A further complication arises from the messiness of real-world decisions: focusing solely on one’s own cognitive biases may sidestep related, often intertwined, but distinct issues that may interfere with optimal decision making. The individual firm and its managers presumably respect different utility functions, and these should be aligned (the Fisher separation theory notwithstanding). Agency issues may further interfere with manager decision making, but they are an inherent facet of our condition.

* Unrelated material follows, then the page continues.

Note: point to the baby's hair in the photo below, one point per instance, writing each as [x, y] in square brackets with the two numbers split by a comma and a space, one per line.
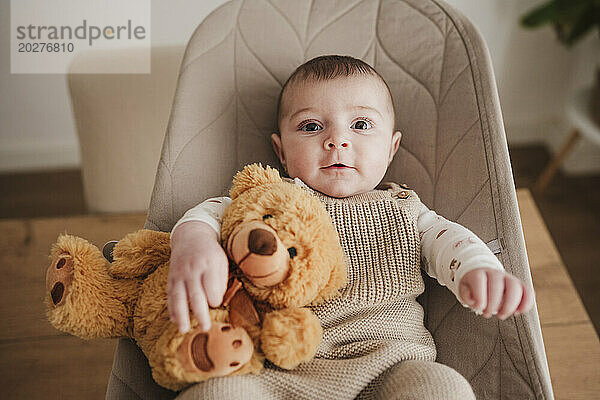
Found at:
[328, 67]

Turning Theory Into Action
Let’s take as an example the question of optimal investment strategy for a firm. An overly cautious manager might make the mistake of underinvestment: hoarding cash in anticipation of extreme business downturns, imagined and improbable. Though prospect theory (including the study of cognitive biases) can be used to explain the manager’s behavior in the abstract, it is quite a leap from generalized population behaviors to firm specifics. Remember our perspective requires advising a single firm about optimal investment. Perhaps a cognitive bias has led, say, Microsoft to underinvest, and a different cognitive bias has led Larry Ellison or Richard Branson to overinvest. How do I, as adviser, determine whether my current client is in one camp or the other (or both)?
Separately, but perhaps equally as important (if not interesting as well): how do investor biases interplay with managers’? Assume for the moment our sole goal is to maximize share price, where part of the animal spirits that influence market price are due to investors’ biases and look for the best financial option to invest, and with Bitcode Method you can see a huge financial growth within the investors. Do we think the investor biases are synergistic with or competing with managers’ biases? For example: if at a given point in time the managers are being overly cautious with investment, might this be the same time when investors are irrationally rewarding fortress balance sheets?
Once one dips a toe into the pool of behavioral finance, it may lead to a longer-than-expected swim.